L’idea di un nuovo complotto terroristico, che agisca dall’interno controllando l’intero universo delle comunicazioni, ha matrice diretta dalla mente di Steven Spielberg. Tuttavia il regista, impegnato con la produzione di Indiana Jones e il Regno del Teschio di Cristallo, ha ceduto lo scettro della direzione a D.J. Caruso, il quale tornerà sugli schermi, dopo Disturbia, in coppia con l’attore del momento Shia LaBeouf.

La storia di Eagle Eye è alquanto complessa, degna di un thriller del nuovo millennio: Jerry e sua madre Rachel, sospettati dall’FBI di essere i membri della cellula terroristica, sono costretti ad infiltrarsi tra le fila del nemico per scagionare ogni accusa contro di loro. Tuttavia, una volta all’interno, vengono arruolati per uccidere un celebre politico.

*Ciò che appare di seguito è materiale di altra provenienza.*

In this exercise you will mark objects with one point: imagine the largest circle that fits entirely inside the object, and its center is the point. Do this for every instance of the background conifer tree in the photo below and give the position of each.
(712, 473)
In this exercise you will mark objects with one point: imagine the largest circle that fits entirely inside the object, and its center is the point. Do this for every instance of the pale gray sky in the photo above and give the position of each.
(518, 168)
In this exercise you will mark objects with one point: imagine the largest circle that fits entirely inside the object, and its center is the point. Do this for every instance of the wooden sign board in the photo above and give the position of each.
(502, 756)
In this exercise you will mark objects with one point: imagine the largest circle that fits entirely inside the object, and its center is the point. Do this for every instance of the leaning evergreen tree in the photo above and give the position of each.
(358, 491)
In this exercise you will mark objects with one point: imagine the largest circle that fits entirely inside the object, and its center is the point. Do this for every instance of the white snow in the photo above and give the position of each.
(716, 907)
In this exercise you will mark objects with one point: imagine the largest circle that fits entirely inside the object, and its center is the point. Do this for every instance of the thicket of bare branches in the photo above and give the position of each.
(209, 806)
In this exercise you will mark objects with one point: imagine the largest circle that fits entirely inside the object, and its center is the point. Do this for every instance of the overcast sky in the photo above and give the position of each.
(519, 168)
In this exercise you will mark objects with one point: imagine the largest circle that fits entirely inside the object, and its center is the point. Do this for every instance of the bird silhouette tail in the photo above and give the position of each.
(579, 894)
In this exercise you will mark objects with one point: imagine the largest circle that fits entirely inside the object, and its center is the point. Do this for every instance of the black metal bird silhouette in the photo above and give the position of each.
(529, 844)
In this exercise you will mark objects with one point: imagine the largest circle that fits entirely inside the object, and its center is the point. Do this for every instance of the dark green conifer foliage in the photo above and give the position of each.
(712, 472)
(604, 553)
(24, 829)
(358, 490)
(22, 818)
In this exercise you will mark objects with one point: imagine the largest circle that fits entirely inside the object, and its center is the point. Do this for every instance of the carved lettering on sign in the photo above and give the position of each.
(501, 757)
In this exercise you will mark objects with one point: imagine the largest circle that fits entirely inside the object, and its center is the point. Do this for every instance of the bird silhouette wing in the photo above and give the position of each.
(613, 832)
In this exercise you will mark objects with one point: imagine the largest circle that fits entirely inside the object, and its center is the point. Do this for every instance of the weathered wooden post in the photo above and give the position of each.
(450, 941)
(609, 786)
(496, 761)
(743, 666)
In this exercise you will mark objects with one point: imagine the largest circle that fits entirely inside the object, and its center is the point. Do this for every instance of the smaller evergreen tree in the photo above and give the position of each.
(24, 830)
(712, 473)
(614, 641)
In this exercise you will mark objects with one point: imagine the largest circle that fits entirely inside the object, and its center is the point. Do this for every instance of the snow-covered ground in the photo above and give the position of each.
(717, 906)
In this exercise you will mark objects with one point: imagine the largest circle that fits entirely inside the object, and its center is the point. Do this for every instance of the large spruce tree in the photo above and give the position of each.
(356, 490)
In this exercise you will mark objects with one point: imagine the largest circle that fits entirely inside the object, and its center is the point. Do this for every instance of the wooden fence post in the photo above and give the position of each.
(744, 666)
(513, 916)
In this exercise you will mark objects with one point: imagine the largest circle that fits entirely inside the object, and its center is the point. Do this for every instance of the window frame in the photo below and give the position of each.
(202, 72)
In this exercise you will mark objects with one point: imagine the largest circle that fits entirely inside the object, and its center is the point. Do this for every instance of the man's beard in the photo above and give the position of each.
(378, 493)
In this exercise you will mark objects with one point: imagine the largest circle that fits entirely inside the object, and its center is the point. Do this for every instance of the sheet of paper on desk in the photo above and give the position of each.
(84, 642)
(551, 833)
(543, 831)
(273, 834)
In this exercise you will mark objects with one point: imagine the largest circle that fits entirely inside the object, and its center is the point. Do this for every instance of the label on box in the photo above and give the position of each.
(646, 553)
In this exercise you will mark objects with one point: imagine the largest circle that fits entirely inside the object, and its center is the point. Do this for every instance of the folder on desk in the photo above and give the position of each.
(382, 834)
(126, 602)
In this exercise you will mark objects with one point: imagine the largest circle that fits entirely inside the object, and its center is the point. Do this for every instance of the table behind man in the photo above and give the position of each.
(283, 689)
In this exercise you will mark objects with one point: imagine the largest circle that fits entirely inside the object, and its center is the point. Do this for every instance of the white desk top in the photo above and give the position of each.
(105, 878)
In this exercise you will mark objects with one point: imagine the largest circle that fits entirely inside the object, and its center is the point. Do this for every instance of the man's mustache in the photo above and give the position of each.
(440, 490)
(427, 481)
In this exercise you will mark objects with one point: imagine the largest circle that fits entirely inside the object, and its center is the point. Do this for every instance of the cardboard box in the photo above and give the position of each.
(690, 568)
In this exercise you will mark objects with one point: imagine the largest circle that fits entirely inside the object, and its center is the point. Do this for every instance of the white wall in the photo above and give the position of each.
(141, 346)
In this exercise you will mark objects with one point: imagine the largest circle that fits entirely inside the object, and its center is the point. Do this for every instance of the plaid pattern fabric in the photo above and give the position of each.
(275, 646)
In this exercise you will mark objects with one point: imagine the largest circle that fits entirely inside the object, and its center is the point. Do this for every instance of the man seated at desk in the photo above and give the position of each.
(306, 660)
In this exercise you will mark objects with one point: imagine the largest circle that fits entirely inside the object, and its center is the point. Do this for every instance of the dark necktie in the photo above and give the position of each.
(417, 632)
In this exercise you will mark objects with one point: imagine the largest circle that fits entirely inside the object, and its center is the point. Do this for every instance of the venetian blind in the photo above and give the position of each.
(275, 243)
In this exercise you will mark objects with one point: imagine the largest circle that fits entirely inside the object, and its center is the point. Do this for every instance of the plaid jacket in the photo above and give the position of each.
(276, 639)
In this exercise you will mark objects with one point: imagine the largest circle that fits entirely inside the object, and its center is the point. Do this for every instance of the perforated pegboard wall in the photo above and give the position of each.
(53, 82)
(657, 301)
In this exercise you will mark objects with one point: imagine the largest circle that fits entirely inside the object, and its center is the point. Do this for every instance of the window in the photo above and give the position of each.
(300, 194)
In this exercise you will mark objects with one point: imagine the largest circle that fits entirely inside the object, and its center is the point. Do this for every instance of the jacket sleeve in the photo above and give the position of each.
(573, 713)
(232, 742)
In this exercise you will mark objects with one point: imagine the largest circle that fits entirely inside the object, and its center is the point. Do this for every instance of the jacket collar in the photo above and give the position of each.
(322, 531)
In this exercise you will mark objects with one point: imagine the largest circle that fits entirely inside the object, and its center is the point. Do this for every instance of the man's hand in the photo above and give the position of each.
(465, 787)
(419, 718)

La trama si snoda sul filo di paure lontane, quella della perdita del controllo da parte dell’uomo sulla tecnologia, nata con la letteratura di Orwell e il cinema di Lang, giunta nel nuovo millennio alle sembianze di un nemico sempre più invisibile e inafferrabile.
Monito o esorcismo, il film uscirà nelle sale ad ottobre 2008.